Moro Blood Orange Galette

Moro Blood Orange Galette (Tart)

A galette is a classic French tart, with a light crust that is simply folded over the filling. In this case, it’s a combination of almond frangipane and a stunning Moro blood orange filling, making it a treat for both the eyes and the taste buds. You’ll make it on a a weekend, and the leftovers will brighten up your lunchtime on Monday.
Course Dessert

Ingredients
  

Crust:

  • 1 cup all-purpose flour
  • 1/4 teaspoon salt
  • 2 1/2 tablespoons sugar
  • 1/4 tsp ground cardamom
  • 1/8 tsp ground cinnamon
  • 6 tablespoons unsalted butter cold & cut into 1/2-inch cubes
  • 3 tablespoons ice water

Filling:

  • 5 tablespoons butter softened
  • 5 tablespoons sugar
  • 2/3 cup almond flour
  • 1 egg
  • 3-4 Moro blood oranges peeled & sliced into 1/4-inch rounds
  • 1 egg lightly beaten
  • 1 tablespoon sugar

Instructions
 

Crust

  • Measure the flour, salt, sugar, cardamom, and cinnamon into a bowl and stir to blend.
  • Add the cold diced butter and blend using a pastry cutter or your fingers.

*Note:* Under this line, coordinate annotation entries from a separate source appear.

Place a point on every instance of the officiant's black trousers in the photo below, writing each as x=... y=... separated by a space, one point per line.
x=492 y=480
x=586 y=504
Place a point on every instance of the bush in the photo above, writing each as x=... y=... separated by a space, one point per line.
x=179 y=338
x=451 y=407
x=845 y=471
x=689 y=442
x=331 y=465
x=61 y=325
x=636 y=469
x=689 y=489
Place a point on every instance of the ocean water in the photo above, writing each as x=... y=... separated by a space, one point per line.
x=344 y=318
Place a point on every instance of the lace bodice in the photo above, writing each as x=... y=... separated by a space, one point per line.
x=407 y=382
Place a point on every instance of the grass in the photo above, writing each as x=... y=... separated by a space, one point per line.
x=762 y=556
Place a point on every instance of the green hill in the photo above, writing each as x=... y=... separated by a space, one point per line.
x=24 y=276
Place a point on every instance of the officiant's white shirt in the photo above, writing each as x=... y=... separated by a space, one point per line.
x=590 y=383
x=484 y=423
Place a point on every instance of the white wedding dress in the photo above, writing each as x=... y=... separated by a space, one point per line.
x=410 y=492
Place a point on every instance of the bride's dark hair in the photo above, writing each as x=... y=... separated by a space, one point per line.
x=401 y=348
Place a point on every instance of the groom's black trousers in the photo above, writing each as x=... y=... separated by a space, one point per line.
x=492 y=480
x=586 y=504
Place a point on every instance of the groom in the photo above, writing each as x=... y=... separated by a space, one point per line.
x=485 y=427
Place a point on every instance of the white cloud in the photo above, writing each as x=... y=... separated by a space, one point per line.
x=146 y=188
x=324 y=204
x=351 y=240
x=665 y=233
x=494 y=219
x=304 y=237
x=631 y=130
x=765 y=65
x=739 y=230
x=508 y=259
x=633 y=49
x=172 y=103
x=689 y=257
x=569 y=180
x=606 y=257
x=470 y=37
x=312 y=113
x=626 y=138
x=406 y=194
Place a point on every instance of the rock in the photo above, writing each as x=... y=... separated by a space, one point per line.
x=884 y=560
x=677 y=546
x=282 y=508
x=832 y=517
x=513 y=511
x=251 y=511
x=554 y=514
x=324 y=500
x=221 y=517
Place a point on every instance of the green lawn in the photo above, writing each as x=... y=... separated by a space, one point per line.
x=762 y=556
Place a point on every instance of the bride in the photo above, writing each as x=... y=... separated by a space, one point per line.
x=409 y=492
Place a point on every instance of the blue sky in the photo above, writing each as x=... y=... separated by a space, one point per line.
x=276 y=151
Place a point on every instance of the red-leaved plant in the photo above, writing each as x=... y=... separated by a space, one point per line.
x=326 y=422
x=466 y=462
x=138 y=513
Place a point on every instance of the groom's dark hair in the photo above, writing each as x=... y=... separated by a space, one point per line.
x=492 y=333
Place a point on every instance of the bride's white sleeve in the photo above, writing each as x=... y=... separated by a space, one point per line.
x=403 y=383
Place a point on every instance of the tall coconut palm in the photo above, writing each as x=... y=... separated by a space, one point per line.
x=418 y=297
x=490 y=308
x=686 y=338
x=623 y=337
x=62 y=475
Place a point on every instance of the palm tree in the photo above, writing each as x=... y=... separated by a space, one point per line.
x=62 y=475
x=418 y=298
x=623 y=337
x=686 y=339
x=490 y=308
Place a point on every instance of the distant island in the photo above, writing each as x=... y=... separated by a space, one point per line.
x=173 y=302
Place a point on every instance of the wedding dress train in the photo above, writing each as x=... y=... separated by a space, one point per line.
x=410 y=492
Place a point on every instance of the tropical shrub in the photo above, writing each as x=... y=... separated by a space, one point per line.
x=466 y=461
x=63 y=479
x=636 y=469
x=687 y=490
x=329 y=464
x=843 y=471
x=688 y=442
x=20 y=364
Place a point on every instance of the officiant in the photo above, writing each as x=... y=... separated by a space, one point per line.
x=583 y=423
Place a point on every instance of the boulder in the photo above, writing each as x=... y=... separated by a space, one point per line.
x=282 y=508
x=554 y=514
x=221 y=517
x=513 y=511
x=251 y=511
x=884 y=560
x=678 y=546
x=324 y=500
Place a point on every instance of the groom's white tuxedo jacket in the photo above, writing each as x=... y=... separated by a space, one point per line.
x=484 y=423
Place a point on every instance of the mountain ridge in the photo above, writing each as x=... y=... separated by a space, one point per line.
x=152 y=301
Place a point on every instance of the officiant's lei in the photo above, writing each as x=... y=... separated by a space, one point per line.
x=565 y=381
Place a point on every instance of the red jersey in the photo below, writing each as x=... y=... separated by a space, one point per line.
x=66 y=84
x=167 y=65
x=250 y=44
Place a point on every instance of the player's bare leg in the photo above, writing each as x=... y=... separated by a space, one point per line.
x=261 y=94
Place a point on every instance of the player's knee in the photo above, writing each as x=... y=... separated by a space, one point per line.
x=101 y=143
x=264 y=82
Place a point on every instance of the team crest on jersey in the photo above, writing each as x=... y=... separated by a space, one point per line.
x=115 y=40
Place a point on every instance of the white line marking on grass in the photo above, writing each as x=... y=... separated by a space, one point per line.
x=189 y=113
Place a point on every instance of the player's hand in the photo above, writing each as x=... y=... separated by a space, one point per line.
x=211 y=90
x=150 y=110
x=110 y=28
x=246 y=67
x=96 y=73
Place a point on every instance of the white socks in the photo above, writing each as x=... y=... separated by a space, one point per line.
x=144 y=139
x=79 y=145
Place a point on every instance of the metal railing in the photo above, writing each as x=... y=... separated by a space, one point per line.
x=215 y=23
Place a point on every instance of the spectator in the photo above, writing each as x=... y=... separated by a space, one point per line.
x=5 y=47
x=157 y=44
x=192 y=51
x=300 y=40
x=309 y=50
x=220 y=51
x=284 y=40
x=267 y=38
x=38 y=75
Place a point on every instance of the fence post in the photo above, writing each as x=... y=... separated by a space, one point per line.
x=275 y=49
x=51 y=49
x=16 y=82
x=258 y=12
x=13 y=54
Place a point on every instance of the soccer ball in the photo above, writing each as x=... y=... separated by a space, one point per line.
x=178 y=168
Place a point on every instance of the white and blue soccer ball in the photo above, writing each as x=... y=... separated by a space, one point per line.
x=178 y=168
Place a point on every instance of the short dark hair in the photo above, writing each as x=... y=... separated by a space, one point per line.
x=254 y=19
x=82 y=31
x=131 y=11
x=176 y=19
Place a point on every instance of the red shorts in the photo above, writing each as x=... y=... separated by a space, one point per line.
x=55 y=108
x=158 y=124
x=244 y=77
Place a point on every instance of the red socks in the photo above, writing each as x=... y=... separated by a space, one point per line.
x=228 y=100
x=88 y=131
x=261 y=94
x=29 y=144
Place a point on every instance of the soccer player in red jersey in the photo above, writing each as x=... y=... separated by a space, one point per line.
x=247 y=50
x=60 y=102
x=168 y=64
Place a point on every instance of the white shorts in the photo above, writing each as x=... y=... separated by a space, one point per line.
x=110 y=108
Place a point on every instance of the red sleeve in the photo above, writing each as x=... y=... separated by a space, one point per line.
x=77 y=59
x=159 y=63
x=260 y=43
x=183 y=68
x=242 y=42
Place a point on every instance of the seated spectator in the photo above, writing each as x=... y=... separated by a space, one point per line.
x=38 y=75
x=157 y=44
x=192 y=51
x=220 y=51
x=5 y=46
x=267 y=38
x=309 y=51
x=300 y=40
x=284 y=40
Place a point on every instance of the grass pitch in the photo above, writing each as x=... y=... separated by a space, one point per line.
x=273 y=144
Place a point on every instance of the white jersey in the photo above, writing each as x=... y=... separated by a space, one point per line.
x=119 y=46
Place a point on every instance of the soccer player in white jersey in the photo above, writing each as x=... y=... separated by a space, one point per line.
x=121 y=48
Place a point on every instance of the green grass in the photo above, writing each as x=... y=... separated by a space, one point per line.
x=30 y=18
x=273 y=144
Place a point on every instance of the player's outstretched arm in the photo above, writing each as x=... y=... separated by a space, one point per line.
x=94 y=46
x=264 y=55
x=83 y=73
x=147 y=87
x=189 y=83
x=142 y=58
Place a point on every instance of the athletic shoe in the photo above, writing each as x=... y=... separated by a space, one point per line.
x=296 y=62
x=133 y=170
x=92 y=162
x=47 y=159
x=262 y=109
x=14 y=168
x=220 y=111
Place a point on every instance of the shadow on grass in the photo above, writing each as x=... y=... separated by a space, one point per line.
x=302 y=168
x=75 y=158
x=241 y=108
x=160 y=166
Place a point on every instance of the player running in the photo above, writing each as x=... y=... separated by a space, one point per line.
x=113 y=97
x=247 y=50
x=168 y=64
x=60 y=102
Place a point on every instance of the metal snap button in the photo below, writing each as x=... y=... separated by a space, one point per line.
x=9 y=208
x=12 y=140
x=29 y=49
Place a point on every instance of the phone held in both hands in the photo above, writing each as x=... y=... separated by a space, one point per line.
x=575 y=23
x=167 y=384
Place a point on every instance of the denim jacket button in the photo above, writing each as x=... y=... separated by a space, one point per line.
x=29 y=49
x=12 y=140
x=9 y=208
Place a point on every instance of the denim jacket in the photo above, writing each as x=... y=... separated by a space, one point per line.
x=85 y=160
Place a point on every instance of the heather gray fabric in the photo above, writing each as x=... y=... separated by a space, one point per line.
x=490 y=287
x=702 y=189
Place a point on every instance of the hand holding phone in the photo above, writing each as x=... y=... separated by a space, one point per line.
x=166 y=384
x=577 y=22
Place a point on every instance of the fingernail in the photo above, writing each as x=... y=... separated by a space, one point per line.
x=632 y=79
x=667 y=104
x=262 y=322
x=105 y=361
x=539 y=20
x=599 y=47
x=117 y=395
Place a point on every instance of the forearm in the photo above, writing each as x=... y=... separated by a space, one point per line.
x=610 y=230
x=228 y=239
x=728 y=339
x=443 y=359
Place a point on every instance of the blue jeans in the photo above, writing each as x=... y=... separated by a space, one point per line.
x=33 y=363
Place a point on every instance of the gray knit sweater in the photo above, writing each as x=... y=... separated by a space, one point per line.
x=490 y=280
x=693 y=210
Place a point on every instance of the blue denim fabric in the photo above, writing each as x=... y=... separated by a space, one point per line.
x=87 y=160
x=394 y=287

Dough should be crumbly in texture, but you should still see pieces of butter in it.
  • Add the ice water a tablespoon at a time, mixing gently with a fork. The dough should just begin to ball together – do not knead.
  • Cut a large sheet of plastic wrap, and ball the dough onto it. Wrap it around the dough and place in the fridge for about 1 hour.

Filling:

  • Make the frangipane by measuring the butter and sugar into a bowl . Beat with a whisk or blender under creamy in texture.
  • Add the almond flour and egg as you continue to stir. The mixture should be smooth in texture.
  • Set aside.
  • Remove all the skin and as much of the white pith as you can from the blood orange slices. Discard any seeds.

Assemble:

  • When you’re ready, remove the pastry from the fridge and roll out on a lightly floured flat surface to a large round. It should be about 1/4 inch thick. Slide it gently onto a cutting board or other large flat sheet.
  • Spread the frangipane over the dough, leaving an edge a little less than 1 inch around the borders.
  • Arrange the blood orange slices over the frangipane. You should have enough for two layers.
  • Fold the edges of the dough over the filling. Place the galette in the fridge for about 20 minutes. Preheat oven to 400°F.
  • Transfer the galette to a baking sheet. Brush the overlapping edges of the dough with the beaten egg, and sprinkle with sugar.
  • Bake for 40 minutes. The edges should be golden brown, and the filling bubbly.